Vice Chancellor for Finance Dan Miles told a subcommittee of the Senate Finance and Assembly Ways and Means committees that about $90 million in estate tax revenue is built into Gov. Kenny Guinn's proposed budget, most of it in ongoing programs.

"The trouble is, there's really no way to forecast estate tax," he said.

He said, over the past decade, estate tax revenue has ranged from $2.5 million to $41 million a year. He reminded lawmakers that the amount of estate tax revenue the university gets depends completely on how wealthy the residents are who die in any given year.

He said that is a real problem for the programs funded through estate taxes -- including 275 full-time positions.

"If the estate tax revenues come up short, we don't have a fall back," Miles said.

His solution, he told lawmakers, is to have them budget the amount now supported by the estate tax from the general fund and then collect the estate taxes at the state level to cover that cost. That way, if estate tax revenues don't materialize, the university system still gets its money through the general fund appropriation.
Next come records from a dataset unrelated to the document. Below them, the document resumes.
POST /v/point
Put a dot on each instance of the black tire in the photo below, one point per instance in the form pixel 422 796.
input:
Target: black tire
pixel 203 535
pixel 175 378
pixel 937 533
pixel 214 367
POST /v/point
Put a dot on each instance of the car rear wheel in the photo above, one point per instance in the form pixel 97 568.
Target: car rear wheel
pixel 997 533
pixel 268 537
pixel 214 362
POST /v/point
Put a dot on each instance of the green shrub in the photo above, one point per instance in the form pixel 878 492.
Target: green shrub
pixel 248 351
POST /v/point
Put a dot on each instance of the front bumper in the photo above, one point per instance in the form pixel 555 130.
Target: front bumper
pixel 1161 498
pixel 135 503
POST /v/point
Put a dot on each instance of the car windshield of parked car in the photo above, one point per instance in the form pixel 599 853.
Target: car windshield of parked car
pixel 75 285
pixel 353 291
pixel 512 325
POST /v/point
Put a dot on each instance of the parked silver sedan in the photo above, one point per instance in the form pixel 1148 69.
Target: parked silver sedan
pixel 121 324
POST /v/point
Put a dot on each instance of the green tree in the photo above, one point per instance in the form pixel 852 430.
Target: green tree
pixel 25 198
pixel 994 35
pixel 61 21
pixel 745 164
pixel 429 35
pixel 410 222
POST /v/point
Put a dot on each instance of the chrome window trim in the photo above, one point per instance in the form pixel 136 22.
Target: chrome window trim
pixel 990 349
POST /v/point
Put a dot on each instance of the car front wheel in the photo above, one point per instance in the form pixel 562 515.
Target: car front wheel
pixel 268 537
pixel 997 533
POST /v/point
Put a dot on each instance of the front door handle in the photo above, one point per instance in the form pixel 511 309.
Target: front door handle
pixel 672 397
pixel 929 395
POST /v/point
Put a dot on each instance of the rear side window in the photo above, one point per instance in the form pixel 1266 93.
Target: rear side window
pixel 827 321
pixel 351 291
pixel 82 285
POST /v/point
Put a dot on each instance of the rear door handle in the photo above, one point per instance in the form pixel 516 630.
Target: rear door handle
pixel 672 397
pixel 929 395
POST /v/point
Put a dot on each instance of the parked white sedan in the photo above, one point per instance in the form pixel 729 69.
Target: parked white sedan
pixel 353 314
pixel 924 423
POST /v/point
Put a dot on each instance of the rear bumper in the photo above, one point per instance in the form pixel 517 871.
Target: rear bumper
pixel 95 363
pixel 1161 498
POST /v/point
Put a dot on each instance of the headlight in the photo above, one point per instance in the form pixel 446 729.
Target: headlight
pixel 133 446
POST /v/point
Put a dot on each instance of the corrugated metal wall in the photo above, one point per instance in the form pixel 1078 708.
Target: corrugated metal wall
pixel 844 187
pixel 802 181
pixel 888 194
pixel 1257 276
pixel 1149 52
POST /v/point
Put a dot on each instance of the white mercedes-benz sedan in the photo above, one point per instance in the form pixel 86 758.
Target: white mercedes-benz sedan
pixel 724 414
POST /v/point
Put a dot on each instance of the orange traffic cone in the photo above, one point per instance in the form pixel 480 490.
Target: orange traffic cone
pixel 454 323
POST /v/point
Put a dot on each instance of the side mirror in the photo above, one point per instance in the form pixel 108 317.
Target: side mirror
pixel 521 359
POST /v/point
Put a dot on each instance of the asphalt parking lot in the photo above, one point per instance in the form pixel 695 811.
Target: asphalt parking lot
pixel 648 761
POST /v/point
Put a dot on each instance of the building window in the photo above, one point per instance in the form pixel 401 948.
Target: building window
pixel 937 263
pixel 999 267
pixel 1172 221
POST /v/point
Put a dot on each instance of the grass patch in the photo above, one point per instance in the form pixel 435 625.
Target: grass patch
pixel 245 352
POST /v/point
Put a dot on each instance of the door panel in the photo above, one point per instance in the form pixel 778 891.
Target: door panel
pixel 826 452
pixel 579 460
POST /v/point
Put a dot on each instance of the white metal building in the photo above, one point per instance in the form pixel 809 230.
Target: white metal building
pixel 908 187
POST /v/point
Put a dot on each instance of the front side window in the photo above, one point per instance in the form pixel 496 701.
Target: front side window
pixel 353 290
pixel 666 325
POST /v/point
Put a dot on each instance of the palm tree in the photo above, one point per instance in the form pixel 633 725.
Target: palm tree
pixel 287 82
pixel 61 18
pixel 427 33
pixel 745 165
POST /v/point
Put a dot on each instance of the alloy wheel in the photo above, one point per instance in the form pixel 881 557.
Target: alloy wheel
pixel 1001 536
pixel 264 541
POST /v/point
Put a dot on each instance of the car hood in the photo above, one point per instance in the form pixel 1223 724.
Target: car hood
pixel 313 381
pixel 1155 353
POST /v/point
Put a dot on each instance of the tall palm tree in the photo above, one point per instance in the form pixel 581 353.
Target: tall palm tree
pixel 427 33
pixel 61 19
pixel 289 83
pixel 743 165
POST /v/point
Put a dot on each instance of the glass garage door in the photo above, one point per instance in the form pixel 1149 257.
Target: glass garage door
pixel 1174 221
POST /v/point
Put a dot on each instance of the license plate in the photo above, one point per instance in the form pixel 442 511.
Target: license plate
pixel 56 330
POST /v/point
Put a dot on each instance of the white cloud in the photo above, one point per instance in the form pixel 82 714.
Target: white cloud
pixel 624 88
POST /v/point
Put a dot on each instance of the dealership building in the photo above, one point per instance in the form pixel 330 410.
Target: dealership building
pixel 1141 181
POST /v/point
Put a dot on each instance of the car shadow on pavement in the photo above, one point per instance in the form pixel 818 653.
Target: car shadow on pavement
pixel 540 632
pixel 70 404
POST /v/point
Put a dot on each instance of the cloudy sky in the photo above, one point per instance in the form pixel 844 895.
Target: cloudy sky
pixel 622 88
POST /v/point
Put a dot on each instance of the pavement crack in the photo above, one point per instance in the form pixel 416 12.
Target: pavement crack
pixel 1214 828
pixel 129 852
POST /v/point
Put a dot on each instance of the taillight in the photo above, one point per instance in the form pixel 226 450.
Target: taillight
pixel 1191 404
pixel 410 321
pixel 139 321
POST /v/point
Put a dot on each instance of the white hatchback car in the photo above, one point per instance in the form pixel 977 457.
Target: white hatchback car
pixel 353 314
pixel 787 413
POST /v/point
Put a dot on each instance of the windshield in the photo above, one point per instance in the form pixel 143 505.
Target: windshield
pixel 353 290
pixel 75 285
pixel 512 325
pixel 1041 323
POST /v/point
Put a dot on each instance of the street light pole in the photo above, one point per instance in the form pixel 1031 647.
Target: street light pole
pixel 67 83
"Your proposal is to shift the risk to the state," said Senate Finance Chairman Bill Raggio, R-Reno.

"Yes," said Miles. "It's a way to protect UCCSN from a shortfall."

He said it would prevent the campuses from suddenly finding that they must drastically cut or eliminate a program part-way through a semester.
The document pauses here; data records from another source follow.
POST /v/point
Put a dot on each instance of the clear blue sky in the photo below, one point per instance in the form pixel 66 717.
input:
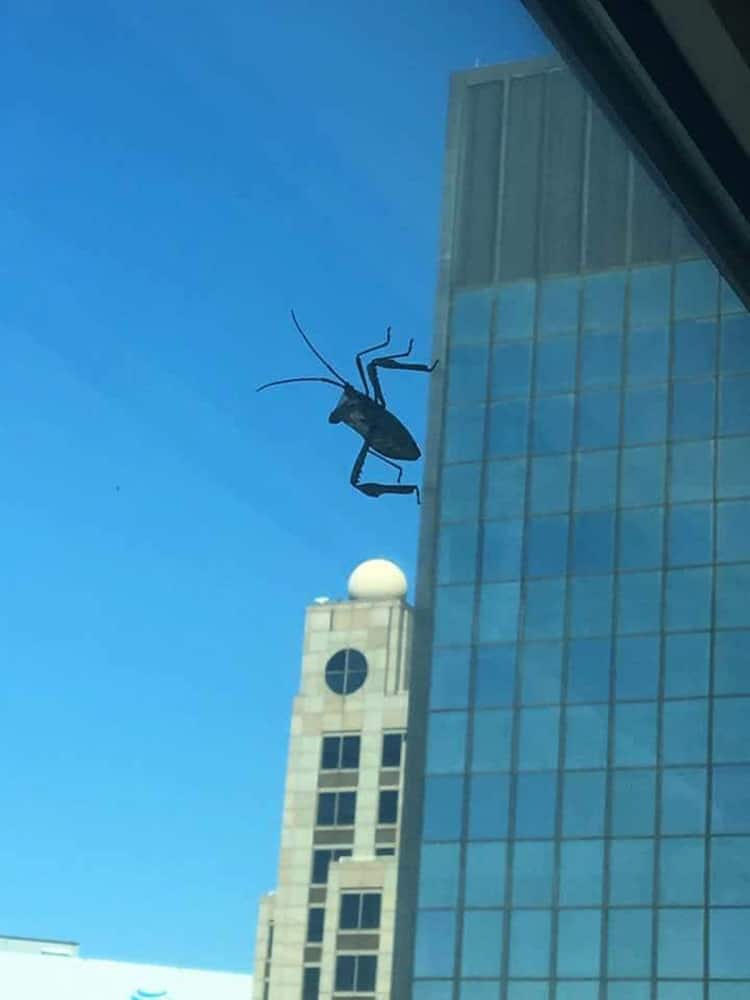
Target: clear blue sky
pixel 175 176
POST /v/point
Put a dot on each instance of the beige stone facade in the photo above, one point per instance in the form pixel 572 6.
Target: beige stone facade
pixel 327 930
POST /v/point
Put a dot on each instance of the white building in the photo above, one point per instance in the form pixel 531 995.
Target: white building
pixel 53 970
pixel 327 930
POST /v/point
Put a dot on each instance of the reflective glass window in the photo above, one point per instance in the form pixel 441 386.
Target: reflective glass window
pixel 680 943
pixel 435 943
pixel 438 874
pixel 691 534
pixel 467 372
pixel 731 799
pixel 504 488
pixel 696 288
pixel 629 942
pixel 515 311
pixel 459 492
pixel 464 433
pixel 539 735
pixel 685 731
pixel 547 546
pixel 637 667
pixel 683 800
pixel 498 612
pixel 481 947
pixel 686 664
pixel 599 419
pixel 508 428
pixel 604 300
pixel 581 867
pixel 446 742
pixel 511 370
pixel 485 873
pixel 694 347
pixel 586 728
pixel 535 804
pixel 541 672
pixel 495 676
pixel 529 943
pixel 635 733
pixel 642 479
pixel 544 609
pixel 681 871
pixel 491 740
pixel 693 409
pixel 692 470
pixel 631 876
pixel 550 484
pixel 596 479
pixel 601 359
pixel 633 797
pixel 638 602
pixel 533 873
pixel 641 535
pixel 501 554
pixel 578 936
pixel 443 801
pixel 645 414
pixel 650 292
pixel 583 803
pixel 488 806
pixel 688 599
pixel 555 364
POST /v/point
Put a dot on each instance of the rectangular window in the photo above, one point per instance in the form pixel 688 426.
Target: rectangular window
pixel 336 808
pixel 322 860
pixel 359 911
pixel 388 807
pixel 340 753
pixel 392 749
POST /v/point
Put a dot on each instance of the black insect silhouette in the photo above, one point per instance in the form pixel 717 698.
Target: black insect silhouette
pixel 384 435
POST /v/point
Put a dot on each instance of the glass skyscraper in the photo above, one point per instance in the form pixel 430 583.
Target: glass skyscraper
pixel 577 823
Miles pointed out that kindergarten through 12th-grade education, which gets the other half of estate tax money, is protected from unexpected declines in revenue by a state law requiring the general fund to make up any losses below the budgeted amounts.

He also said the state will have to assume the costs of programs now covered by estate tax revenue over the next four years as the federal law reducing and then eliminating it takes effect.